L'Explication Prémisse
Cet article prévoit une sanction pénale quand un employeur conclut un contrat à durée déterminée (CDD) en contravention des interdictions prévues par les articles L.1242-5 et L.1242-6 du Code du travail. En clair : si vous embauchez en CDD alors que la loi l’interdit (par exemple pour un poste qui doit être pourvu en CDI ou dans des cas expressément prohibés), vous risquez une amende ; et en cas de récidive la sanction est plus lourde (amende doublée et possibilité de prison).

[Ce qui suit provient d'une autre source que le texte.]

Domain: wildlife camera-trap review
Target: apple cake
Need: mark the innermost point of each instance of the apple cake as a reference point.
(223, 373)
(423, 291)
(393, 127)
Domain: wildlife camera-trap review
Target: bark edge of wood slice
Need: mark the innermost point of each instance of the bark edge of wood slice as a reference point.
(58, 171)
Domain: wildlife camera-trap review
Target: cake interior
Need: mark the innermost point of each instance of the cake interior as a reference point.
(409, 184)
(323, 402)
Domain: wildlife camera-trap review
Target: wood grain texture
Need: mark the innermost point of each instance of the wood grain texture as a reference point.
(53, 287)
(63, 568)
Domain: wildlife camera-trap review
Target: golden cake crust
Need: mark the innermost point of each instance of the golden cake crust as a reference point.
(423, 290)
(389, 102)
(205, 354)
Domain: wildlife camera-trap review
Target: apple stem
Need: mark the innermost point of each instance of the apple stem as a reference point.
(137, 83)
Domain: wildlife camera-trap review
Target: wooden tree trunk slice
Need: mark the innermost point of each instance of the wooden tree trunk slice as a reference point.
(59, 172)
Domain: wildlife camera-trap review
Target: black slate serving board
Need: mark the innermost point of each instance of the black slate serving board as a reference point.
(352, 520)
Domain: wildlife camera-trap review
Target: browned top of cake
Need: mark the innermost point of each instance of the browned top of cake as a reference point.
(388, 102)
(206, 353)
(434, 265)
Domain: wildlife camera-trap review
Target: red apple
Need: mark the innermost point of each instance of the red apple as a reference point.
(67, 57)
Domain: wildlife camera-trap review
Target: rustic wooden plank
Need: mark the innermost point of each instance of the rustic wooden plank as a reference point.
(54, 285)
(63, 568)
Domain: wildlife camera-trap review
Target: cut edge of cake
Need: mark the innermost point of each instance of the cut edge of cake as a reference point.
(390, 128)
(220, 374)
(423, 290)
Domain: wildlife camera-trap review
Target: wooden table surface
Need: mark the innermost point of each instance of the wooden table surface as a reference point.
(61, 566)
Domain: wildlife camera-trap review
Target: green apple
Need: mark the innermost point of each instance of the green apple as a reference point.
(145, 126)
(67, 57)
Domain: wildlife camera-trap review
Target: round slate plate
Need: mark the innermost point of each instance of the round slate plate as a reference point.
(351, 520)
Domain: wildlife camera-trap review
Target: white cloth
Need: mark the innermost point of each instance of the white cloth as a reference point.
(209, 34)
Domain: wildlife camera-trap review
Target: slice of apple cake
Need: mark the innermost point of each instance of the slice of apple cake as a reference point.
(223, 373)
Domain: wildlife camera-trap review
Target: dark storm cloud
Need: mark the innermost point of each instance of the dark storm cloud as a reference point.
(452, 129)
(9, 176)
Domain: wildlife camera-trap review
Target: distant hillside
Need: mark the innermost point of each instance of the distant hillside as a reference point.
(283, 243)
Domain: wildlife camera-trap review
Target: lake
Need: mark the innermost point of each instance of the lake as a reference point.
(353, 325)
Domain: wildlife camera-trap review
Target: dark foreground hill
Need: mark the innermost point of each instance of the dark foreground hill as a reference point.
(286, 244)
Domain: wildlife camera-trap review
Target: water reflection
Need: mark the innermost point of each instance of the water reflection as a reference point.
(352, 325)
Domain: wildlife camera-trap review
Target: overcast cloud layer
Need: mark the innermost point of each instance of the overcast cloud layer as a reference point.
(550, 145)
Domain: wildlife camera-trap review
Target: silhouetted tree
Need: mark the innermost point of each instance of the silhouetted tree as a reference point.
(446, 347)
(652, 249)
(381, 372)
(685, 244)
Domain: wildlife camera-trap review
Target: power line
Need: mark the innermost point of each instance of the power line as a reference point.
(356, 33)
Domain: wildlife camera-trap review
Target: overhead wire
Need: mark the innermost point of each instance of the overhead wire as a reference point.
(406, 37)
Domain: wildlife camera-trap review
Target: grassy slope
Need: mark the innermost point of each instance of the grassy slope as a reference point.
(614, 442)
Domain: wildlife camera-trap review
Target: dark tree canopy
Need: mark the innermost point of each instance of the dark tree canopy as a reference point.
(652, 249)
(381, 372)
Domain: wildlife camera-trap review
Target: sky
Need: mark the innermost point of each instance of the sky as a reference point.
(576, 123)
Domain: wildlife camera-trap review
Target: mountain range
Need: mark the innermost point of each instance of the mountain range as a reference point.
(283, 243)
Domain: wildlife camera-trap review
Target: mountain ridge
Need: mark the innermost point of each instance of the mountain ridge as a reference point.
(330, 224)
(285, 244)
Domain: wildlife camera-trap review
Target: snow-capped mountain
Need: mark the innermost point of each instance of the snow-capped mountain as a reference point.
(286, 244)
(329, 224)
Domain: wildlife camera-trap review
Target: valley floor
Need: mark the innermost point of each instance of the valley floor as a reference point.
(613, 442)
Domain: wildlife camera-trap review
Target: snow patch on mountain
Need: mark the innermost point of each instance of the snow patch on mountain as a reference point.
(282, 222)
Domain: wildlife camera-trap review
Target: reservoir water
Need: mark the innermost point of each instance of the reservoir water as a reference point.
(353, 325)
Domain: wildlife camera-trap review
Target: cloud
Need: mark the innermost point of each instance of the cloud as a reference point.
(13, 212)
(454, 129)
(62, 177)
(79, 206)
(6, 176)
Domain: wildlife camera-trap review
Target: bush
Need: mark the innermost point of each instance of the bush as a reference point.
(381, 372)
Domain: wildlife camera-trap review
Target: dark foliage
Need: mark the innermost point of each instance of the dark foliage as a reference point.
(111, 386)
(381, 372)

Une PME embauche systématiquement des secrétaires en CDD pour des postes permanents afin d’éviter des CDI. L’inspection du travail relève la pratique : l’entreprise est condamnée à 3 750 € d’amende pour avoir méconnu les interdictions relatives aux CDD. Quelques mois plus tard, malgré la condamnation, elle recommence ; la récidive entraîne alors une amende de 7 500 € et le dirigeant encourt six mois d’emprisonnement.
- Visée : sanctionne la violation des interdictions de conclure des CDD prévues aux articles L.1242-5 et L.1242-6.
- Sanction principale : amende de 3 750 € pour la première infraction.
- Récidive : amende de 7 500 € et peine complémentaire possible de six mois d’emprisonnement.
- S’applique à l’employeur (et potentiellement à la personne physique représentant l’entreprise) mis en cause pénalement.
- Les sanctions pénales s’ajoutent aux conséquences civiles : le salarié peut demander la requalification en CDI, le paiement d’indemnités et des dommages-intérêts devant le conseil de prud’hommes.
- Les poursuites pénales sont exercées par le ministère public ou sur plainte ; l’existence d’une condamnation pénale n’empêche pas les actions devant le conseil de prud’hommes.